Da questo profondo e convinto senso di umiltà, nasceva la sua estrema confidenza in Dio, che è Padre, amore, misericordia e sgorgava pure la sua gioia, il suo sorriso costante, il suo umorismo, che scoppietta vivace e suadente in tutti i suoi scritti.
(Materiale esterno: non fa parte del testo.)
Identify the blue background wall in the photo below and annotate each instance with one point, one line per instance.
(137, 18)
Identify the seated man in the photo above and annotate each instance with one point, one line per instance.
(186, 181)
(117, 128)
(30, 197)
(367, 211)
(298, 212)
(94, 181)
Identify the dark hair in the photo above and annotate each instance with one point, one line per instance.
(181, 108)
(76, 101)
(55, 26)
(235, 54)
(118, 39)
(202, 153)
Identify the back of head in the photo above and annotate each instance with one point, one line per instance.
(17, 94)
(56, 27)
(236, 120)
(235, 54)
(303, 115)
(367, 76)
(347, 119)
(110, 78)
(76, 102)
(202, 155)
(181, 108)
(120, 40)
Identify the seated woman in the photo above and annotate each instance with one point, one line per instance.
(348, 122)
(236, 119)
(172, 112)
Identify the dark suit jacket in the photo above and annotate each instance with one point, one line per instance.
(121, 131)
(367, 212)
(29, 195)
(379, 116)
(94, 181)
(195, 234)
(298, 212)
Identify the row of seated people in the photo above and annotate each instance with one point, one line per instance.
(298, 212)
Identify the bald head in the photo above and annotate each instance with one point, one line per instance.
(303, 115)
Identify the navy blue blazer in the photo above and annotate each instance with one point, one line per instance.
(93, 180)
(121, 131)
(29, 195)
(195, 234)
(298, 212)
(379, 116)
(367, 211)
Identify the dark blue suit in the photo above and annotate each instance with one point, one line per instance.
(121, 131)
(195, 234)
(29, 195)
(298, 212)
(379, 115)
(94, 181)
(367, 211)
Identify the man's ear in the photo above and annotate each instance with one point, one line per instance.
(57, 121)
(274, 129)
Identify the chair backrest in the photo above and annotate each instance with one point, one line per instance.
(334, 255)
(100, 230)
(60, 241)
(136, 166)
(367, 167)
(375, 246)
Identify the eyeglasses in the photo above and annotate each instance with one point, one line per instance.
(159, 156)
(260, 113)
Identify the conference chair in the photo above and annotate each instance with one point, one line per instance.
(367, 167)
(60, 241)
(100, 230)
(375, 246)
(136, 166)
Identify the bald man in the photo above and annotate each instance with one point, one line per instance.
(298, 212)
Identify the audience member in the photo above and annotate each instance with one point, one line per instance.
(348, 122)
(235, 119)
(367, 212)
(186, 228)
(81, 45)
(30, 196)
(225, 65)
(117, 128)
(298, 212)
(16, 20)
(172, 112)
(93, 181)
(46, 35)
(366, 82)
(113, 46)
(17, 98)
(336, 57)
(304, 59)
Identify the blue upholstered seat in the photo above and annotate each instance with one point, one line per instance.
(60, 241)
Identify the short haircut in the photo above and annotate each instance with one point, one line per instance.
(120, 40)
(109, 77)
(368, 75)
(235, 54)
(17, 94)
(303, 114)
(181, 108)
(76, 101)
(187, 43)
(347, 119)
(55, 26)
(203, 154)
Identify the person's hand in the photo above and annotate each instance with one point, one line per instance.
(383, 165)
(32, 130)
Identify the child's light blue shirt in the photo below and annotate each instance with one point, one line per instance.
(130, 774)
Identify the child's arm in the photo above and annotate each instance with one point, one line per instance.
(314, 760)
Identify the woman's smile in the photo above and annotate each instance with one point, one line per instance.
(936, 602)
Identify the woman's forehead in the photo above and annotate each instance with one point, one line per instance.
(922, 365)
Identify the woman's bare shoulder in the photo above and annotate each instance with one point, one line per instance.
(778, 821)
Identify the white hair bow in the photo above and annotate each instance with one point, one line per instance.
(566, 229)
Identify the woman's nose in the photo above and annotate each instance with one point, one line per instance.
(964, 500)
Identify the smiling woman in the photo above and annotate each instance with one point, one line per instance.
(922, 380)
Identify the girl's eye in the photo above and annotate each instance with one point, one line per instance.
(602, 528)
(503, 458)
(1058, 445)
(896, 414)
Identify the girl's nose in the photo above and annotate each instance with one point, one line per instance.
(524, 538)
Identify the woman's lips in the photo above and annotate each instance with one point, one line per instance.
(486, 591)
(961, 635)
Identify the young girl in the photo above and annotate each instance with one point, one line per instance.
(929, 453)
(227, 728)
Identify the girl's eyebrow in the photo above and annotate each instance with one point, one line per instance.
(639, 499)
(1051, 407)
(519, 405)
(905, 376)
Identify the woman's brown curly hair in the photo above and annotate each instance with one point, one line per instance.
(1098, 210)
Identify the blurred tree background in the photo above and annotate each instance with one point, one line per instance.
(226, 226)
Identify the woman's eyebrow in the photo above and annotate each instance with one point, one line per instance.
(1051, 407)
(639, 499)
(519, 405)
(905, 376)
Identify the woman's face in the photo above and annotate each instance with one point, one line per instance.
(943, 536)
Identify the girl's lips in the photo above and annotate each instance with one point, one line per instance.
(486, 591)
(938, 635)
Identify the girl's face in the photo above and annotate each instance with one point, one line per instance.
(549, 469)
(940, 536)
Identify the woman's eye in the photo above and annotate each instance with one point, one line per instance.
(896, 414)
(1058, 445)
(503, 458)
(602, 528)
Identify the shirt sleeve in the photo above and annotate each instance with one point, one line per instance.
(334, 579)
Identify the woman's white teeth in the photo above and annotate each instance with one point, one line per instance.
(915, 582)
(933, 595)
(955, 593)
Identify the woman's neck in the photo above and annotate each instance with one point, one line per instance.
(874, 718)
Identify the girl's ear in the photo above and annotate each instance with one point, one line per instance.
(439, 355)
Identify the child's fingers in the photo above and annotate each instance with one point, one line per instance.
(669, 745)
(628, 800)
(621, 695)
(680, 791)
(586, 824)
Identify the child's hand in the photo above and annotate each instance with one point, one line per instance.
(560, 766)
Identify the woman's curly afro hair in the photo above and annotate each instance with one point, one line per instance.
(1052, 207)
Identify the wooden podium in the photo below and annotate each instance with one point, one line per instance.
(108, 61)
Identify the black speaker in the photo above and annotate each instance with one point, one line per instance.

La sua gioia nasceva dalla fede e dall’umiltà, come aveva affermato Gesù: “Questo vi ho detto, perché la mia gioia sia in voi, e la vostra gioia sia piena” (Gv 15,11).

È stata una grande lezione che non dobbiamo dimenticare!

2. Riflettiamo anche sul servizio della verità di Papa Giovanni Paolo I. Egli ebbe il culto della verità e tutti i suoi studi e le sue letture intelligenti e metodiche, furono in funzione e in prospettiva della verità e del suo annunzio; e da giovane, da Sacerdote e poi da Vescovo, si sentì sempre e solamente a servizio della Verità e del suo annunzio per la salvezza del mondo.

Il suo primo assillo come Vescovo, in un periodo dottrinalmente molto difficile per la Chiesa a causa di ipotesi e di novità incontrollate e confuse, fu la strenua difesa dell’ortodossia e della disciplina.

Divenuto Papa, nel discorso che tenne al clero di Roma il 7 settembre 1978, citando Sant’Agostino, esponeva il dovere primo e principale del Vescovo, da lui sempre compiuto fermamente: “Praesumus – diceva Agostino – si prosumus; noi vescovi presiediamo se serviamo: è giusta la nostra presidenza se si risolve in servizio, con spirito e stile di servizio. Questo servizio episcopale, però, verrebbe a mancare, se il vescovo non volesse esercitare i poteri ricevuti. Diceva ancora Agostino: “Il vescovo che non serve il pubblico, è soltanto ‘foeneus custos’, uno spaventapasseri messo nei vigneti, perché gli uccelli non becchino le uve”. Per questo è scritto nella Lumen Gentium: “I vescovi governano... con il consiglio, la persuasione, l’esempio, ma anche con l’autorità e la sacra potestà”” (Giovanni Paolo I, Allocutio ad clerum Urbis, 7 settembre 1978: Insegnamenti di Giovanni Paolo I, p. 57).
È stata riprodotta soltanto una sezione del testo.